Score (Log-Rank) Test
\(U\big(\beta^{(0)}\big)^T \hat{I}\big(\beta^{0}\big)^{-1} U\big(\beta^{(0)}\big)\), which under the null hypothesis of \(\hat{beta} = \beta^{(0)}\) follows a chi-square distribution with \(p\) degrees of freedom.

where

\(n\) is the number of complete cases

\(p\) is the number of estimated coefficients

\(pl(\beta)\) is the log partial likelihood

\(U(\beta)\) is the derivative of the log partial likelihood

\(H(\beta)\) is the second derivative of the log partial likelihood

\(I(\beta) = - H(\beta)\) is the observed information matrix

Cox Proportional Hazards Model Details

A Cox proportional hazards model measures time on a scale defined by the ranking of the \(M\) distinct observed event occurrence times, \(t_1 < t_2 < \dots < t_M\). When no two events occur at the same time, the partial likelihood for the observations is given by

\(PL(\beta) = \prod_{m=1}^M\frac{\exp(w_m\mathbf{x}_m^T\beta)}{\sum_{j \in R_m} w_j \exp(\mathbf{x}_j^T\beta)}\)

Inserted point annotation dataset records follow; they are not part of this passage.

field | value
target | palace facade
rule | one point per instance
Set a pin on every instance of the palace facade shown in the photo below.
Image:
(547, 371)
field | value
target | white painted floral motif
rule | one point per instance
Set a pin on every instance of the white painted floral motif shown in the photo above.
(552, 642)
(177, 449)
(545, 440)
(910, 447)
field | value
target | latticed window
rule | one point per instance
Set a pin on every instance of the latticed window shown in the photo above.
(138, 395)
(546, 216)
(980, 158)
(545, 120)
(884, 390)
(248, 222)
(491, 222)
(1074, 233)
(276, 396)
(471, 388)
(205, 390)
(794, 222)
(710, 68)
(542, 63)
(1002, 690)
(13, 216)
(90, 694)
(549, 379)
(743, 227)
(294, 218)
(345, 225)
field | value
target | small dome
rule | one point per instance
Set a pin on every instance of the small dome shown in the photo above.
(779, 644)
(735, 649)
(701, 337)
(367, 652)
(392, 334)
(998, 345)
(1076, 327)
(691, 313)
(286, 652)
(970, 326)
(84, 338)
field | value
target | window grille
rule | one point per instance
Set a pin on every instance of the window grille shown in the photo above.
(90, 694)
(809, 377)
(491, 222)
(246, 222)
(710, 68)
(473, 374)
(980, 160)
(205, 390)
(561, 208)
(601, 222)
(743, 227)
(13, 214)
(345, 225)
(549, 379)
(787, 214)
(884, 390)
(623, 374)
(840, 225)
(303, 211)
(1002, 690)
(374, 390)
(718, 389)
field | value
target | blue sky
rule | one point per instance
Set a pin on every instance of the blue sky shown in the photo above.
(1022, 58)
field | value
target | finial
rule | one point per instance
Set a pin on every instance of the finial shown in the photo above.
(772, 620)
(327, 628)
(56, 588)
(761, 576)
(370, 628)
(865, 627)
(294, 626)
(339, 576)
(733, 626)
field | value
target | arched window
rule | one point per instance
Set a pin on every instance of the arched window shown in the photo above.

where \(R_m\) is the set of all observations at risk of an event at time \(t_m\). In practical terms, \(R_m\) contains all the rows where (if supplied) the start time is less than \(t_m\) and the stop time is greater than or equal to \(t_m\). When two or more events are observed at the same time, the exact partial likelihood is given by

\(PL(\beta) = \prod_{m=1}^M\frac{\exp(\sum_{j \in D_m} w_j\mathbf{x}_j^T\beta)}{(\sum_{R^* : \mid R^* \mid = d_m} [\sum_{j \in R^*} w_j \exp(\mathbf{x}_j^T\beta)])^{\sum_{j \in D_m} w_j}}\)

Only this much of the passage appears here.